The monetary-policy statement also indicated that the labour market is showing signs of improvement, with the unemployment rate holding steady at 5.0 percent in the last four out of five months. The monthly jobs data showed that the economy added more than 39,000 jobs in January, although the number of people looking for full-time employment fell by 2,700 during the same period. With the unemployment rate unchanged, the central bank expects underlying inflation, which is currently below 2.0 percent but above its trough, to rise gradually to 2.25 percent by the end of 2020. In line with its growth forecast, the bank also lowered its inflation estimate after taking into account near-term weakness in the “administered and utilities price inflation”.
On international trade, Australia has moved from being a net importer to a net exporter of oil-related products on the back of a sharp jump in LNG (liquefied natural gas) exports. The country’s trade surplus jumped by AUD 3.68 billion in December 2018, the highest in two years and from an upwardly revised AUD 2.26 billion the previous month. In addition, due to the closure of a large number of mines in Brazil, prices of iron ore have registered a sharp increase, largely benefitting the manufacturing industry. The central bank’s statement, however, emphasised Australia’s terms of trade, which are expected to decline in the next few years due to volatility in commodities prices.
Money-market rates in Australia rose modestly last year, increasing the funding costs of commercial banks. While lending growth to large businesses has picked up steam in recent months, credit growth to smaller companies has continued to remain low due to lending constraints. Likewise, banks increased variable housing rates by 15 basis points in 2018, but with lenders competing to find low-risk borrowers, the average interest rate paid was mostly unchanged and continued to remain low compared to the previous year.
On the currency front, the depreciation in the Australian dollar on a trade-weighted basis has remained at reasonable levels and within a narrow range for the last few months. Although the differential in interest rates between Australia and the major economies narrowed a bit at the end of last year, it offset the underlying pressure for exchange-rate appreciation due to higher commodity prices.

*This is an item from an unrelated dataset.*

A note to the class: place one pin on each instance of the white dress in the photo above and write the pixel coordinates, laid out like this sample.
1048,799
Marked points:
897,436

Consumption growth is a key area of concern for the RBA as slow growth in household income is having a negative impact on consumer spending, despite an increase in labour income on the back of improvement in the labour market. The central bank lowered its forecast for consumption growth with the outlook linked to growth in household income from an improving labour market but with the high level of domestic debt causing uncertainty.
The 8-percent correction in housing prices from September 2017, after the 50-percent increase in the five years prior to it, is leading to uncertainty in the housing market. The correction in the housing market comes against the backdrop of a low interest-rate system, rising population and positive labour-market conditions, adding to the concern. Likewise, while dwelling investment remains high, there is a substantial drop in building approvals and pre-sales, making it difficult for builders to finance apartment projects.
Finally, business investment in the country looks strong, and investments in mining are expected to trend higher with ongoing LNG projects nearing completion. In the non-mining sector, investment growth in infrastructure projects and non-residential buildings remains robust, with rising corporate profits likely to support investment spending. However, a recent survey of business conditions in the non-mining sector in the country was down, and although it’s too early to imply the future outlook, a sustained drop would be negative for both business investment and employment.
Policymakers are paying close attention to developments in the housing market and the implications of falling housing prices on construction activity and the spending decisions of households. In the event of the unemployment rate rising and inflation continuing to remain below the 2-3 percent target of the central bank, members are open to lowering the cash rate for the first time since early 2016.